10 de fev. de 2010

09/02/2010

Esse foi o dia que me empurram de um penhasco, onde eu já me colocava bem na beirada, e dizeram: "Que mudar? Então vai!"
Sempre achei que a vida é feita de ciclos. Ciclos que se fecham, outros que iniciam. Ontem, eu fechei mais um ciclo e comecei um outro completamente diferente. Foi tudo tão rápido que não deu tempo de parar pra pensar. No máximo respirar fundo e dizer: "vamos lá".
Como toda mudança, trago comigo um caminhão de medo, dúvida, desespero. Mas também tenho muita força, coragem e uma positividade que me surpreendeu. Quando mudamos, deixamos pra trás uma rotina para começar um novo mundo.
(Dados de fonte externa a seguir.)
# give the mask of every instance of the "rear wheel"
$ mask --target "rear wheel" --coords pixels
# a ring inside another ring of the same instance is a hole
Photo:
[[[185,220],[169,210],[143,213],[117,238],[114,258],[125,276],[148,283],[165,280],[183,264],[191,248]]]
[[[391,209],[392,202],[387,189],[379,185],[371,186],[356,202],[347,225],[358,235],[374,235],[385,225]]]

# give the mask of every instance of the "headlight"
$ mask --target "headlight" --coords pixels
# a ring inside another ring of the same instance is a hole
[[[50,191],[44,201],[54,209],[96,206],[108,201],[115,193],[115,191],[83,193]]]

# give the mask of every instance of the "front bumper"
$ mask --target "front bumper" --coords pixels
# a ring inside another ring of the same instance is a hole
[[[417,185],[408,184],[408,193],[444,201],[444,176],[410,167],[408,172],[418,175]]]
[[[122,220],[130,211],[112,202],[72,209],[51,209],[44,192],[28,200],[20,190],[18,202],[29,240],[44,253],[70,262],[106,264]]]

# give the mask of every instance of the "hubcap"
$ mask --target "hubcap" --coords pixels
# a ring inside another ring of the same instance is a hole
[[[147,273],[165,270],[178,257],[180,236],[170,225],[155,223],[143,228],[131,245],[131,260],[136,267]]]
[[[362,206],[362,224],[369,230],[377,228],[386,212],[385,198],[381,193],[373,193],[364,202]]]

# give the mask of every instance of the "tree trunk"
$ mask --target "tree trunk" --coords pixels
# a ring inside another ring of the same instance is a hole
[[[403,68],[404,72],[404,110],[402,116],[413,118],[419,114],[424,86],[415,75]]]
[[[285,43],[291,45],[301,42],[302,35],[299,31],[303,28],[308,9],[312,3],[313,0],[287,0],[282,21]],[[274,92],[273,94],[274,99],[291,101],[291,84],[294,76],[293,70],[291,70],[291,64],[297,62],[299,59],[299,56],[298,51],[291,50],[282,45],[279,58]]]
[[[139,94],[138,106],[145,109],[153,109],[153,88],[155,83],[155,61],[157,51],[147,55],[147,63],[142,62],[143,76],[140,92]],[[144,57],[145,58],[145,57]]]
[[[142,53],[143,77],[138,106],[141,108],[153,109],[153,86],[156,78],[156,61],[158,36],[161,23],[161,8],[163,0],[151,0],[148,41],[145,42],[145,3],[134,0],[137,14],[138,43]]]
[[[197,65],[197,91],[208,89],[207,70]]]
É como nascer outra vez.
O que me tranquiliza é saber que tenho pessoas que me apoiam, me colocam pra cima, me fazem acreditar que sou capaz, acreditam em mim.
O que dói é não ver mais os tão queridos amigos e amores todos os dias, não compartilhar histórias, risadas, lágrimas, conselhos.
E hoje, conincidência ou não, porque eu já não duvido de mais nada, abri o jornal e li a seguinte previsão para o meu signo:

"Com Mercúrio em Aquário, mudança é a palavra de ordem. Amigos se afastam, relações se rompem, novas pessoas surgem. Surpresas de toda espécie podem acontecer."

1 de fev. de 2010

Amigo de 4 patas!


Meu cachorro estava doente. Era um poodle e tinha 14 anos. Diziam os veterinários que já havia vivido mais do que o esperado, pela quantidade de doenças. Mas sempre tive esperança de que fosse muito além. Seu nome era Jordy.
Jordy nos acompanhava desde o 1º mês de vida. Quantas histórias! Uma vez cismei de passear com ele sem coleira, pensava “ ele é bonzinho, não tem problema, não vai sair correndo por aí”. Pois é. Mas eu não imaginava que o meu anjinho fosse se deparar com uma galinha bem no meio da rua, ele nunca tinha visto uma galinha e, com 5 anos e muita enegia, a primeira reação foi correr atrás da ave. E lá ia eu, desesperada, correr atrás dos dois ladeira abaixo. Sem coleira nunca mais.
Mudamos de casa. Meu cachorro envelheceu e passava longas horas deitado ao nosso lado vendo televisão. Devia achar um absurdo tantos tiros, beijos, lágrimas e juras de amor. Gostava de, simplesmente, ficar ao nosso lado. Ao olhá-lo, tínhamos uma sensação de conforto. Às vezes se levantava, botava a cabeça nas nossas pernas e mexia as orelhas. Sua boca se esticava. Tinha a impressão de que era um sorriso.
Há algum tempo começou a ficar doente. Ainda parecia saudável. Seu pêlo branco já não era mais tão vistoso e macio. A cada dia uma nova doença. Começou a tomar remédio pro coração. Além da insulina, que já tomava desde os 8 anos, todos os dias.
Nos últimos meses, levei-o ao veterinário dezenas de vezes. Às vezes voltava melhorzinho, noutras nem tanto. No fundo, sabíamos que não havia mais o que fazer, mas não podíamos simplesmente deixá-lo morrer. No último final de semana, ele teve um AVC e fomos às pressas ao veterinário. Ficou internado. Hoje, fomos visitá-lo com a esperança de encontrá-lo melhor, mas nem tudo é como queremos. Estava vivo, se é que se pode chamar de vivo um cachorro que não anda mais e geme de dor. As palavras do veterinário não nos deram outra opção que não fosse abreviar seu sofrimento. Saímos de lá, eu e minha mãe, com o coração partido. Mas fizemos o melhor. Quem já amou um cão entende minha dor.